Despite extensive use of the Alzheimer's Disease (AD) Assessment Scale - Cognitive Subscale (ADAS-Cog) in AD research, exploration of memory subtests or process scores from the measure has been limited. The current study sought to establish validity for the ADAS-Cog Word Recall Immediate and Delayed Memory subtests and learning slope scores by showing that they are sensitive to AD biomarker status. Word Recall subtest and learning slope scores were calculated for 441 participants from the Alzheimer's Disease Neuroimaging Initiative (aged 55 to 90). All participants were categorized using the NIA-AA Research Framework - based on PET-imaging of β-amyloid (A) and tau (T) deposition - as Normal AD Biomarkers (A-T-), Alzheimer's Pathologic Change (A + T-), or Alzheimer's disease (A + T+). Memory subtest and learning slope performances were compared between biomarker status groups, and with regard to how well they discriminated samples with (A + T+) and without (A-T-) biomarkers. Lower Word Recall memory subtest scores - and scores for a particular learning slope calculation, the Learning Ratio - were observed for the AD (A + T+) group than the other biomarker groups.

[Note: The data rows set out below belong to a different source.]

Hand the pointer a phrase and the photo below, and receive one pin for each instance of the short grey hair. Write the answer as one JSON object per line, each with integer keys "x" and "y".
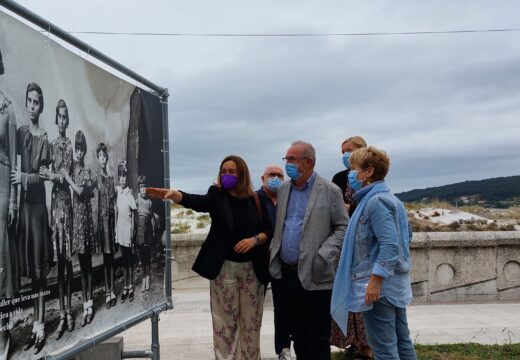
{"x": 308, "y": 149}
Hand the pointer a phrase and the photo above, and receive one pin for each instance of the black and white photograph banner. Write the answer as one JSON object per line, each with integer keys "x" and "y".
{"x": 81, "y": 245}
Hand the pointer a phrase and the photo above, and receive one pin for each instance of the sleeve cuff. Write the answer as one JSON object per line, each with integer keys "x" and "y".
{"x": 381, "y": 271}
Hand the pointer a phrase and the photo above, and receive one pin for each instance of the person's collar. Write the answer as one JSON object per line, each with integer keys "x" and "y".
{"x": 308, "y": 183}
{"x": 364, "y": 190}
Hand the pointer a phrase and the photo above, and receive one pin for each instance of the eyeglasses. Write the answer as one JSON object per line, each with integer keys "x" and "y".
{"x": 293, "y": 158}
{"x": 270, "y": 175}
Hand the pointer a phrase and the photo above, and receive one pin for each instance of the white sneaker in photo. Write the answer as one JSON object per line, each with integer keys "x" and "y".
{"x": 285, "y": 354}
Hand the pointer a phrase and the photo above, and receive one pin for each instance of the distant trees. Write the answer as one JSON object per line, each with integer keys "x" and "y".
{"x": 497, "y": 191}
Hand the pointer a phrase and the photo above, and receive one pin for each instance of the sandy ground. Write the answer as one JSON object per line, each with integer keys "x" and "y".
{"x": 445, "y": 216}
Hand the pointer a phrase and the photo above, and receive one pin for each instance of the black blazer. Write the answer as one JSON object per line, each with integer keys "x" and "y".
{"x": 214, "y": 249}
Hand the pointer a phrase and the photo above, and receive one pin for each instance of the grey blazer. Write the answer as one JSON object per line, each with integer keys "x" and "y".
{"x": 324, "y": 226}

Memory subtest and Learning Ratio scores further displayed fair to good receiver operator characteristics when differentiating those with and without AD biomarkers. When comparing across learning slopes, the Learning Ratio metric consistently outperformed others. ADAS-Cog memory subtests and the Learning Ratio score are sensitive to AD biomarker status along the continuum of the NIA-AA Research Framework, and the results offer criterion validity for use of these subtests and process scores as unique markers of memory capacity.